Case-insensitive enumerations

A simple, automated solution for allowing both upper- and lowercase letters

IBM's own XML ace Doug Tidwell offers one curious reader an automated solution for defining a case-insensitive enumeration that's straightforward, standards-compliant, and requires little work on the developer's part. Several code samples are included.

Share:

Doug Tidwell, Senior Programmer, EMC

Senior Programmer Doug Tidwell is IBM's evangelist for Web Services. He was a speaker at the first XML conference in 1997, and has been working with markup languages for more than a decade. He holds a Bachelors Degree in English from the University of Georgia and a Masters Degree in Computer Science from Vanderbilt University. He can be reached at dtidwell@us.ibm.com. You can also see his Web page at ibm.com/developerWorks/speakers/dtidwell/.



01 October 2002

Also available in Japanese

Here at developerWorks, we're always trying to answer your questions and meet your needs. Recently I received the following letter from Tommy Jones of Des Moines, Iowa:


Dear Regis,

Is there any way to do case-insensitive enumerations in XML Schemas? If the valid values for an element are "red," "blue," and "green," we'd like to let our users use any combination of upper- and lowercase letters for those values. We can't find any way in the XML Schema spec that we can define an enumeration that is case-insensitive. Can you help us?

Sincerely,
Tommy Jones of Des Moines, Iowa

Well, Tommy, I've got good news and bad news. The bad news is that you can't do what you want with XML Schema; the good news is that we have an automated solution that's standards-compliant, fairly simple, and shouldn't require any work on your part.

Getting started

First of all, you can't do what you want directly. The way around this problem is to convert the enumerations into a regular expression. Let's say that your schema defines the following datatype:

<xsd:element name="favoriteColor">
  <xsd:simpleType>
    <xsd:restriction base="xsd:string">
      <xsd:enumeration value="red"/>
      <xsd:enumeration value="blue"/>
      <xsd:enumeration value="green"/>
    </xsd:restriction>
  </xsd:simpleType>
</xsd:element>

To do a case-insensitive comparison, you need to convert this into a regular expression that combines all of the valid values. For the value "blue," for example, you'll create a regular expression that says, "This is an upper- or lowercase B, followed by an upper- or lowercase L, followed by an upper- or lowercase U, followed by an upper- or lowercase E." That means the enumerated datatype above should look like this:

<xsd:element name="favoriteColor">
  <xsd:simpleType>
    <xsd:restriction base="xsd:string">
      <xsd:pattern value="((B|b)(L|l)(U|u)(E|e)) | 
                          ((G|g)(R|r)(E|e)(E|e)(N|n)) | 
                          ((R|r)(E|e)(D|d))"/>
    </xsd:restriction>
  </xsd:simpleType>
</xsd:element>

This regular expression matches "blue,""BlUE,""bLUe," and any other combination of upper- and lowercase letters that spell the word blue. (You could also solve this problem by generating a set of <xsd:enumeration> elements that define all the combinations of upper- and lowercase letters, but that would be much larger than the regular expression, especially if the valid values were long strings.)


Even better news

Because an XML Schema is itself an XML document, you can write a style sheet that converts the enumeration markup into the regular expression you just looked at. To do this, you need to find all of the <xsd:restriction> elements that are based on the xsd:string datatype and contain <xsd:enumeration> elements. What you want is a style sheet that copies all of the existing schema except the <xsd:restriction> elements you're looking for. You'll then add a rule that defines how to transform the <xsd:enumeration> elements.

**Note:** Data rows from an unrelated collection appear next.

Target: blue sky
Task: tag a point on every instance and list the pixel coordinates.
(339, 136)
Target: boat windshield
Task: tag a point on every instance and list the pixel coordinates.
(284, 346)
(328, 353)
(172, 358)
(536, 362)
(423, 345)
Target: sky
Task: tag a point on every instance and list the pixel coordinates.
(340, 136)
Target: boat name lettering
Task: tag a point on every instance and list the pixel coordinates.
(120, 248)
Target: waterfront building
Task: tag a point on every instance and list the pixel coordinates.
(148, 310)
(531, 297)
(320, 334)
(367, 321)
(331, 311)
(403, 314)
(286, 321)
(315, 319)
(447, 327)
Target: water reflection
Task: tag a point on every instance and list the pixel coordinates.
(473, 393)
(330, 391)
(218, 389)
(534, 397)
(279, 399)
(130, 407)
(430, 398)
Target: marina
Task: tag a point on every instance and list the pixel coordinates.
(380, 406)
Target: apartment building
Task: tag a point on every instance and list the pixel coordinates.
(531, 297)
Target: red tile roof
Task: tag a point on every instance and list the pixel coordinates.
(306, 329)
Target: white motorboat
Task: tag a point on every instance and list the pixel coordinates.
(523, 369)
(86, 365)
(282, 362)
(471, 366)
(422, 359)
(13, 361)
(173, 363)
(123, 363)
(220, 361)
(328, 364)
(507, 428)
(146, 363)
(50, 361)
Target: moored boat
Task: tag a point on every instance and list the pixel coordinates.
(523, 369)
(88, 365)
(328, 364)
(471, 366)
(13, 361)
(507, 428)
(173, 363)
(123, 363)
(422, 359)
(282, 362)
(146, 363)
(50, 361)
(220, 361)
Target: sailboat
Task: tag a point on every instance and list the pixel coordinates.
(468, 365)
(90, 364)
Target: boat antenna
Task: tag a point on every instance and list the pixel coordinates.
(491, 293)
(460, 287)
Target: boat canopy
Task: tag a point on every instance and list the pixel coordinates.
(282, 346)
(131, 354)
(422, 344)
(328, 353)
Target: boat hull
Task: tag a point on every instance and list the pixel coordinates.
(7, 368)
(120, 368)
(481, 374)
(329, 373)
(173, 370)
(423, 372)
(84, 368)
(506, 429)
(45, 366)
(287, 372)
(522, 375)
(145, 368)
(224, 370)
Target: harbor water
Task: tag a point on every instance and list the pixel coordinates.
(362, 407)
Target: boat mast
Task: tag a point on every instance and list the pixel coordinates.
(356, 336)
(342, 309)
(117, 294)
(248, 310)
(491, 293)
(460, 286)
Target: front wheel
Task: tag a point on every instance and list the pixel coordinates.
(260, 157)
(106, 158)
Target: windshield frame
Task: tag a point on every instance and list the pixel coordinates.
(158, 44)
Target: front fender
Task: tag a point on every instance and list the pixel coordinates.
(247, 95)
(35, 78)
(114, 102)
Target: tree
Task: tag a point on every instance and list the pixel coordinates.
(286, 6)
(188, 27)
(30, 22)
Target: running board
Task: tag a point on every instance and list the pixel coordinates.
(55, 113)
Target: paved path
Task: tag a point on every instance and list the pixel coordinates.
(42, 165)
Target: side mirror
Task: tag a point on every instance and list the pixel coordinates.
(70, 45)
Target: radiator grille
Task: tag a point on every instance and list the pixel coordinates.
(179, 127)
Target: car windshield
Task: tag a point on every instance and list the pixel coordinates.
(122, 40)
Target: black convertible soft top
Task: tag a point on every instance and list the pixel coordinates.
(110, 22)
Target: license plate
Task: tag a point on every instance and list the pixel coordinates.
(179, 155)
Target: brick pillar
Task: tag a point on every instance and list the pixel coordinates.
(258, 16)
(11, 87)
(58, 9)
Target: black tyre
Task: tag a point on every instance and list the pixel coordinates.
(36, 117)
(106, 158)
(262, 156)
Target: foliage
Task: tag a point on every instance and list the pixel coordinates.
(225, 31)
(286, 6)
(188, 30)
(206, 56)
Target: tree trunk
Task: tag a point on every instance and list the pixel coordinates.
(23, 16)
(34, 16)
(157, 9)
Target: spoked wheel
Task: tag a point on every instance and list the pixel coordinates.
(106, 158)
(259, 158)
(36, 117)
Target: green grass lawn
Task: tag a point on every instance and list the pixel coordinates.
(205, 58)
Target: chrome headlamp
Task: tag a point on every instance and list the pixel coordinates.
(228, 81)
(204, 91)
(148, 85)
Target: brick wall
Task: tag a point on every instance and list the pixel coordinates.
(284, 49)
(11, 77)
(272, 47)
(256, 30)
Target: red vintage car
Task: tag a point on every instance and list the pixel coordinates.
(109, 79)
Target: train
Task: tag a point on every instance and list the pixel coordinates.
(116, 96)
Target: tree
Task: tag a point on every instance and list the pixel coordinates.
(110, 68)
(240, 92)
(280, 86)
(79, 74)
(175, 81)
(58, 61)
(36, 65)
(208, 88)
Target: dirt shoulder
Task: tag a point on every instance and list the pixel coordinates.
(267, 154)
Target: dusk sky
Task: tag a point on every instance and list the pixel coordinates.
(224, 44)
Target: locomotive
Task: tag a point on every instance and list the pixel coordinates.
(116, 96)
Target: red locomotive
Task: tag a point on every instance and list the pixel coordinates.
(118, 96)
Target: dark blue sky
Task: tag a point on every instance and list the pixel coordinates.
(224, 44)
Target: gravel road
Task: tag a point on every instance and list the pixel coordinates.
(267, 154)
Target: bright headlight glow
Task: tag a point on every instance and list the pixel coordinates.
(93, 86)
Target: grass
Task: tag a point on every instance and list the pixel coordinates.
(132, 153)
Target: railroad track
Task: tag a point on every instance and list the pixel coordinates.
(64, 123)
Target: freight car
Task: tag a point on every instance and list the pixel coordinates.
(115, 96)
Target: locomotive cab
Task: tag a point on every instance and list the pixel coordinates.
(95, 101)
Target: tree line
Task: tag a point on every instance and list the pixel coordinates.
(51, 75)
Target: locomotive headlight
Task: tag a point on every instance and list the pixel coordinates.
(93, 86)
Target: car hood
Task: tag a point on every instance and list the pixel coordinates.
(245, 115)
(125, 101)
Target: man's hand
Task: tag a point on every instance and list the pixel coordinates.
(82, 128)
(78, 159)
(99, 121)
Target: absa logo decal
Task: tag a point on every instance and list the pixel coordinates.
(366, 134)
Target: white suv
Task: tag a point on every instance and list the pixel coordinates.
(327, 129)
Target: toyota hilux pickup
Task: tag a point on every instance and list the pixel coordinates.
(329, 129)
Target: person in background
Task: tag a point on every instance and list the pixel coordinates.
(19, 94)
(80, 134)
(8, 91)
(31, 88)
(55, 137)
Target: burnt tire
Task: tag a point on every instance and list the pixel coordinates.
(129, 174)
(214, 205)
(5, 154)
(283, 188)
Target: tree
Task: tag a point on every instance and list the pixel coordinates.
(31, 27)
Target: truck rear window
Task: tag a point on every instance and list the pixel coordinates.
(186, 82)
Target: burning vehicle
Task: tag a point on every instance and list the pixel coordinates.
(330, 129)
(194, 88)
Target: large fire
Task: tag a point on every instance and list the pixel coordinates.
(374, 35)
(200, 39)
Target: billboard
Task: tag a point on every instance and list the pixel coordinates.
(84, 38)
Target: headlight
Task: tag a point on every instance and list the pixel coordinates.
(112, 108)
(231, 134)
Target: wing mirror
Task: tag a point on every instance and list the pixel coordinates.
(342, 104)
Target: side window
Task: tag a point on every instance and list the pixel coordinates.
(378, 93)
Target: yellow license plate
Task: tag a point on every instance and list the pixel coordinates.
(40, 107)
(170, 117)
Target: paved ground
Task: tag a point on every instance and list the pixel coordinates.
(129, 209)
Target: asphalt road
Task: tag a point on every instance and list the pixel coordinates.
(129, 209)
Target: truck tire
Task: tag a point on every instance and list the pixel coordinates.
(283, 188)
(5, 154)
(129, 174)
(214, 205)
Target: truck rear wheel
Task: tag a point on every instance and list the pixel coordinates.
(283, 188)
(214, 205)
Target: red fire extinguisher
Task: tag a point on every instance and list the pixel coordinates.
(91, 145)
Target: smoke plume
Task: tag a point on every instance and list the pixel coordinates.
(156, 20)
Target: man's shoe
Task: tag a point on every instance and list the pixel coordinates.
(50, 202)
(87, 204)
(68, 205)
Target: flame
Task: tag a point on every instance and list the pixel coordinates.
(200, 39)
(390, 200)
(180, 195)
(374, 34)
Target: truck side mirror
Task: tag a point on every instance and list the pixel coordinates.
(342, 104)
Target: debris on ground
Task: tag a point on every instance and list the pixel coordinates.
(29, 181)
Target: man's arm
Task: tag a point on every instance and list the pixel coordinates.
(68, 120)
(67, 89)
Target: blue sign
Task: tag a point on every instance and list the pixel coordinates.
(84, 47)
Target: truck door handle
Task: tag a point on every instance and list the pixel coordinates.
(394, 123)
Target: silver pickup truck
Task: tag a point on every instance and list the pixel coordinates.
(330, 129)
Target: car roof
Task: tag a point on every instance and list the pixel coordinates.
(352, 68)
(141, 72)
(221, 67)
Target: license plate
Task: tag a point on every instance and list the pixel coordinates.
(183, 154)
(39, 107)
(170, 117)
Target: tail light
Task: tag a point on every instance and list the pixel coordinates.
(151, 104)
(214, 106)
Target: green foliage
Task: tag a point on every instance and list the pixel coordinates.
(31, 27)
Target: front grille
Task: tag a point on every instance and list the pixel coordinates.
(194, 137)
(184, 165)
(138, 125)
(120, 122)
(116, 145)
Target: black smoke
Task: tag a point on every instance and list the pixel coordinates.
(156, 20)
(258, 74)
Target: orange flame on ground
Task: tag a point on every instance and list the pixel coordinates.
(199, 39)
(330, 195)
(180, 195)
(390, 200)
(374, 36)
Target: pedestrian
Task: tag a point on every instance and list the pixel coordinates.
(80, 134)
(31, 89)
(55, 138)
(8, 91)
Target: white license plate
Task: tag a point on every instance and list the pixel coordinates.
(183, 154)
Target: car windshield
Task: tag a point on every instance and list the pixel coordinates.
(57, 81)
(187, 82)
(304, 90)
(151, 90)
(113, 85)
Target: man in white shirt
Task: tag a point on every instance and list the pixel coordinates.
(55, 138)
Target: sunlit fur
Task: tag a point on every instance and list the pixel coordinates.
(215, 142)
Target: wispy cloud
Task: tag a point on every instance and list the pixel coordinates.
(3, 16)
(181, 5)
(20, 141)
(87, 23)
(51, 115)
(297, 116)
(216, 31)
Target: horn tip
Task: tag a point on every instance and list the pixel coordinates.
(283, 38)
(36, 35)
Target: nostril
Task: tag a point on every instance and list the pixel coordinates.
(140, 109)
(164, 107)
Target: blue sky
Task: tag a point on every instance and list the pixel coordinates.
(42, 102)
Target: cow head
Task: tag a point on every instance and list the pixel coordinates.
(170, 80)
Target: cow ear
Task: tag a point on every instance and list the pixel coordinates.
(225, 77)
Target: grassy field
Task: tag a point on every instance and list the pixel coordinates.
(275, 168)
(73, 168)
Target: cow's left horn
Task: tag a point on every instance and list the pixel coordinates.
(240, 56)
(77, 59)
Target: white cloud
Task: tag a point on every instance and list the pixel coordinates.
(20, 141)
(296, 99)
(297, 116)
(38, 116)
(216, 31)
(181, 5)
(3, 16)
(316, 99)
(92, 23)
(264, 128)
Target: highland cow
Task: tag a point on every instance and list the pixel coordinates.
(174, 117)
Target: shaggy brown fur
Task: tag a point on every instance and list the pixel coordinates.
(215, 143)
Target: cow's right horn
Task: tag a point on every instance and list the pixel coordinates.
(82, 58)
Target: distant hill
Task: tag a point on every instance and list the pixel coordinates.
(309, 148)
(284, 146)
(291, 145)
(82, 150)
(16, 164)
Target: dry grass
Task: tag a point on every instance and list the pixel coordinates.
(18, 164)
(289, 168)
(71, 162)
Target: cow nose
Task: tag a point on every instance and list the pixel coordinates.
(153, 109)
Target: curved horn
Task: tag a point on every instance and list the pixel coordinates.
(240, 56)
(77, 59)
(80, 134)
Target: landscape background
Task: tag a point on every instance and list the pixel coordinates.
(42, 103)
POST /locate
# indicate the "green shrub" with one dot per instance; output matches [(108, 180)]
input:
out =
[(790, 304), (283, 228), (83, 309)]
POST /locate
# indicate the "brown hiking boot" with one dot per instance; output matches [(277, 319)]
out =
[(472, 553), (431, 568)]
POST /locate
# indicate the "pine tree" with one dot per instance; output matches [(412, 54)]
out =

Here's a style sheet that defines the basic rule for copying an XML document. This will be the default rule used for everything in the source document; in a minute, you'll add the rule for transforming the <xsd:restriction> elements.

<?xml version="1.0" ?>
<xsl:stylesheet version="1.0"
  xmlns:xsl="http://www.w3.org/1999/XSL/Transform"
  xmlns:xsd="http://www.w3.org/2001/XMLSchema">

  <xsl:template match="*|@*|text()|comment()|processing-instruction()">
    <xsl:copy>
      <xsl:apply-templates select="*|@*|text()|comment()| 
                                   processing-instruction()" />
    </xsl:copy>
  </xsl:template>

  <!-- Add the stuff that handles the enumerations here. -->

</xsl:stylesheet>

Now you just have to write the template that transforms the <xsd:restriction> elements. Here's the XPath expression that selects the elements:

<xsl:template match="xsd:restriction[@base='xsd:string']
                     [count(xsd:enumeration) > 0]">

If you're not familiar with XPath syntax, this tells the style sheet processor to select all of the <xsd:restriction> elements that have a base='xsd:string' attribute and contain at least one <xsd:enumeration> element. The algorithm you'll follow for each <xsd:enumeration> element inside the <xsd:restriction> element is:

  1. Write a left parenthesis.
  2. Write the upper- and lowercase values of each letter.
  3. Write a right parenthesis.
  4. If this isn't the last <xsd:enumeration>, add a vertical bar.

Here's how that part of the style sheet looks:

<xsl:template match="xsd:restriction[@base='xsd:string']
                     [count(xsd:enumeration) > 0]">
  <xsd:restriction base="xsd:string">
    <xsd:pattern>
      <xsl:attribute name="value">
        <xsl:for-each select="xsd:enumeration">

          <!-- Step 1. Write a left parenthesis -->
          <xsl:text>(</xsl:text>

          <!-- Step 2. Write the upper- and lowercase letters -->

          <!-- Step 3. Write a right parenthesis -->
          <xsl:text>)</xsl:text>

          <!-- Step 4. If this isn't the last enumeration, write -->
          <!-- a vertical bar -->
          <xsl:if test="not(position()=last())">
            <xsl:text>|</xsl:text>
          </xsl:if>

        </xsl:for-each>
      </xsl:attribute>
    </xsd:pattern>
  </xsd:restriction>
<xsl:template>

You might have noticed that this step skips over the difficult step of writing out the upper- and lowercase values of each letter. You'll use tail recursion and the XSLT translate() function to do this.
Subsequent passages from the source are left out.